Are adversarial examples inevitable?

A number of adversarial attacks on neural networks have been recently proposed. To counter these attacks, a number of authors have proposed a range of defenses. However, these defenses are often quickly broken by new and revised attacks. Given the lack of success at generating robust defenses, we are led to ask a fundamental question: Are adversarial attacks inevitable?

We identify a broad class of problems for which adversarial examples cannot be avoided. We also derive fundamental limits on the susceptibility of a classifier to adversarial attacks that depend on properties of the data distribution as well as the dimensionality of the dataset.

A full description of these results, and experiments exploring their implications, is available in our article.

“Are adversarial examples inevitable?”

Existence of adversarial examples

We assume that images have their pixels scaled between 0 and 1. We also assume that images in an object class are sampled from a probability density function with maximum density \(U_c\). Under this assumption, we can derive the following fundamental limit of the susceptibility of a classifier to adversarial examples.

Sample an image \(x\) at random from the class distribution. Choose any measurable classifier on the space of images. Then, with probability at least

\\( 1-U_c \exp(-\pi \epsilon^2)/(2\pi) \\)
one of the following conditions holds true: 1) The point \\(x\\) is mislcassified by the classifier, or 2) There is an adversarial examples, \\(\hat x\\), in a different class, but with \\(||x-\hat x||_2 < \epsilon\\).

This bound guarantees the existence of adversarial examples if the density bound \(U_c\) isn’t too big. We provide theoretical results to show that, for very simple image classes, \(U_c\) gets big as the dimension of the problem increases. However, we also provide experimental results suggesting that complex image classes may have much lower values of \(U_c\), which could result in a highly non-trivial susceptibility bound.

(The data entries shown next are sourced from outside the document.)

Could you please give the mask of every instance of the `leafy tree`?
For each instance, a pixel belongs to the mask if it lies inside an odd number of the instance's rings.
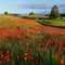
[[[54,5],[54,6],[52,8],[49,17],[50,17],[51,20],[61,18],[61,15],[60,15],[60,13],[58,13],[58,8],[57,8],[57,5]]]
[[[5,11],[5,12],[4,12],[4,15],[8,15],[8,14],[9,14],[9,13]]]

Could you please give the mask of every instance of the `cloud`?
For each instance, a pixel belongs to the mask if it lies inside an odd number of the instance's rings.
[[[23,9],[51,9],[52,5],[48,4],[21,4]]]

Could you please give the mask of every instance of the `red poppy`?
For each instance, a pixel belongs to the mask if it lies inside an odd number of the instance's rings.
[[[58,63],[60,63],[60,65],[63,65],[64,62],[63,62],[63,60],[61,60]]]
[[[35,62],[32,63],[32,65],[36,65]]]
[[[20,57],[21,57],[21,56],[17,56],[17,61],[20,61]]]

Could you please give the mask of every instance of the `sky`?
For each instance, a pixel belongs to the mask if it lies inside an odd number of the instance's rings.
[[[0,0],[0,13],[28,14],[50,13],[53,5],[57,5],[60,13],[65,13],[65,0]]]

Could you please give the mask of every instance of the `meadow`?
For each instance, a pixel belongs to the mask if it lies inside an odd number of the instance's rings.
[[[65,65],[64,28],[10,15],[0,23],[0,65]]]

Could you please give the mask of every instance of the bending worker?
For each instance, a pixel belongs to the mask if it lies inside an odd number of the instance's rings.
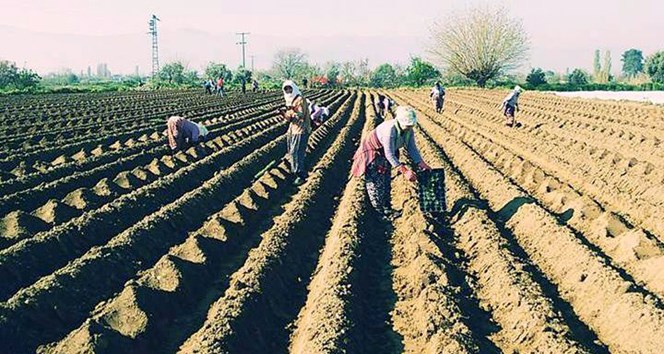
[[[291,80],[284,81],[282,85],[286,107],[280,109],[279,113],[290,124],[286,132],[286,144],[288,145],[288,159],[291,172],[296,176],[295,185],[304,183],[307,178],[304,165],[307,151],[307,141],[311,134],[311,114],[307,100],[302,97],[300,89]]]
[[[207,128],[180,116],[172,116],[166,122],[166,135],[171,151],[184,150],[203,139]]]
[[[373,208],[388,221],[401,215],[392,209],[391,171],[396,168],[406,180],[414,182],[415,172],[399,161],[399,149],[405,148],[408,156],[422,170],[430,170],[420,155],[415,143],[413,127],[417,124],[415,110],[399,106],[395,119],[386,120],[371,131],[353,156],[351,173],[355,177],[364,175],[365,188]]]

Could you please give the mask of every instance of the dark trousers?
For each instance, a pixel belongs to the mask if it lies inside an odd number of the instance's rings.
[[[291,134],[286,135],[286,144],[288,147],[288,160],[291,165],[291,172],[298,177],[306,177],[306,167],[304,165],[307,153],[307,142],[309,134]]]
[[[385,156],[378,155],[367,166],[364,173],[364,185],[369,201],[378,213],[385,213],[392,208],[392,184],[390,163]]]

Sparse adversarial examples

We consider the case of sparse adversarial examples, where only a subset of image pixels are manipulated. In this situation, we can prove that adversarial perturbation is possible using a small subset of pixels, provided the density bound \(U_c\) doesn’t grow too large.

  

Sparse adversarial examples perturb a small subset of pixels and can hide adversarial "fuzz" inside high-frequency image regions. The original image (left) is classified as an "ox." Under \( \ell_\infty \)-norm perturbations (center-left), it is classified as "traffic light," but the perturbations visibly distort smooth regions of the image (the sky). These effects are hidden in the grass (center right) using sparse perturbations limited to a small subset of pixels (right).